In the ever-growing roll call of shame at the FDA, a government watchdog group is preparing to release a report showing the agency deliberately backed off of "Good Laboratory Practice" requirements for medical device makers. In doing so, the agency allowed device companies to test their products on humans without proving that the tests adhered to standards observed for three decades. All device makers had to do was file paperwork asserting that their labs met standards; the agency stopped inspecting the facilities prior to human studies, the report states.
FDA's Casper Uldriks, head of regulatory guidance for the agency's medical devices division, said that regardless of the changes, the oversight was adequate. FDA requires documentation at three stages of the approvals process, he told the Project on Government Oversight, which authored the report. According to the report, inspections declined from 33 in 2005 to seven in 2007 to just one in 2008, the Associated Press reports.
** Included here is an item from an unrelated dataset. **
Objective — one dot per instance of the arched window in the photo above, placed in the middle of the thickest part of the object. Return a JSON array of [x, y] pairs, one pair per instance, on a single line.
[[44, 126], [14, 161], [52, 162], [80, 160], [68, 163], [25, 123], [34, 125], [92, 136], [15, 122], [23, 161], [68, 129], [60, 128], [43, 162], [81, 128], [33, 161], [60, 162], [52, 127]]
POGO released a 2006 internal memo in which agency scientists argued for continued enforcement of the lab standards. They were unsuccessful. The decision to scale back inspections was made behind the scenes around that time. "The decision ... to not enforce (lab standards) is stunning in its contempt for the protection of patients," the oversight project, a nonpartisan group that exposes problems in government, said in its report.
As you know, scientists from the FDA's device division have been up in arms in recent weeks, alleging that science took a back seat to politics at the agency in recent years. The FDA employees are asking Congress and the Obama administration to intervene. President Obama has promised a top-to-bottom review at the agency.